Dakar, Sénégal (PANA) – La Banque mondiale (BM) exhorte les pays africains à réduire fortement le nombre des nouvelles infections au VIH/SIDA pour pouvoir maintenir les programmes de traitement destinés aux malades, dans un rapport transmis vendredi à la PANA.

"Si on ne parvient pas à réduire très fortement le nombre de nouvelles infections, les pays risquent, dans les années qui viennent, de ne pas être en mesure de maintenir les programmes de traitement destinés aux malades du VIH/SIDA", estime la Banque mondiale.

Faisant remarquer le ralentissement de la croissance économique mondiale ajouté à des perspectives incertaines, le rapport demande aux gouvernements africains et aux bailleurs d’aide au développement à intensifier considérablement leurs efforts de prévention du VIH.

"Après plusieurs décennies d’expansion, l’épidémie, qui a tué 30 millions de personnes et en a contaminé plus de 60 millions d’autres, marque aujourd’hui le pas, avec une stabilisation des taux de prévalence dans le monde et en Afrique en particulier", se réjouit le rapport.

"Globalement, plus de six millions de personnes bénéficient actuellement de traitements qui leur permettent de survivre au SIDA, tandis que les financements mondiaux pour la lutte contre l’épidémie sont passés de 260 millions de dollars en 1996 à 15,9 milliards de dollars en 2009", indique le rapport.

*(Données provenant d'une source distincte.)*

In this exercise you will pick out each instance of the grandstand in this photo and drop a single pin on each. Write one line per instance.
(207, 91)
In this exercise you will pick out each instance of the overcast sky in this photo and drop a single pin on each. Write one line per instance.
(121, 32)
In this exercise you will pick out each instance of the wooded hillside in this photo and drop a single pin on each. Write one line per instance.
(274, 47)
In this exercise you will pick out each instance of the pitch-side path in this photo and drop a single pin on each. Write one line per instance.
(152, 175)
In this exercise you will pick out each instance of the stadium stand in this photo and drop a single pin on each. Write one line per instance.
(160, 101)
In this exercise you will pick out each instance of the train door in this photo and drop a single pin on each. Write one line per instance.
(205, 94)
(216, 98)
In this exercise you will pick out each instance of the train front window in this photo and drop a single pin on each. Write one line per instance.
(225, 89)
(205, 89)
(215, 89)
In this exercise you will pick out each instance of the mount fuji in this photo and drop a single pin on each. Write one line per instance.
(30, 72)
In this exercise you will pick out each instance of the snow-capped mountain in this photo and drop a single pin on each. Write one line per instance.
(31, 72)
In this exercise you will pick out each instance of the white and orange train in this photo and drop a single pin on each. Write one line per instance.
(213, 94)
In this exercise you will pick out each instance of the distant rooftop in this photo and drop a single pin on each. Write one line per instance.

Mais, les coûts des thérapies grimpent aujourd’hui en flèche et viennent grever encore davantage des finances publiques déjà mal en point, en particulier là où l’épidémie est la plus importante, à savoir en Afrique australe, avertit la Banque mondiale qui estime que "l’instabilité grandissante de l’économie mondiale suscite de vives inquiétudes quant à la poursuite et au développement des programmes de traitement contre le Sida dans les pays à faibles revenus".

Ainsi, la Banque mondiale propose-t-elle aux gouvernements de procéder "à une meilleure évaluation de la viabilité financière des programmes nationaux de lutte contre le VIH/SIDA sur le long terme, ainsi que de l’efficacité de l’allocation des ressources, afin d’être en mesure de gérer durablement le fardeau de l’épidémie".

Selon Mme Elizabeth Lule, un des co-auteurs du rapport, le financement à long terme de la lutte contre le VIH/SIDA constitue une question complexe, notamment, parce que le coût du traitement des nouvelles infections s’étend sur plusieurs décennies.

Pour Mme Lule, en investissant stratégiquement dans la prévention des nouvelles infections, tout en répondant aussi aux besoins actuels de traitement, de soins et de soutien, on peut aider les pays à se préparer à faire face à ce qui constituera autrement une charge budgétaire insoutenable.

Markus Haacker, également co-auteur, souligne que les pays qui souffrent le plus du poids budgétaire que constitue le financement des programmes de lutte contre l’épidémie de VIH, ne sont généralement pas ceux qui ont les taux de prévalence les plus élevés.

Il s’agit des pays à faibles revenus où le coût de chaque infection représente plusieurs fois le Produit intérieur brut (PIB) par habitant et les ressources nationales sont plus limitées.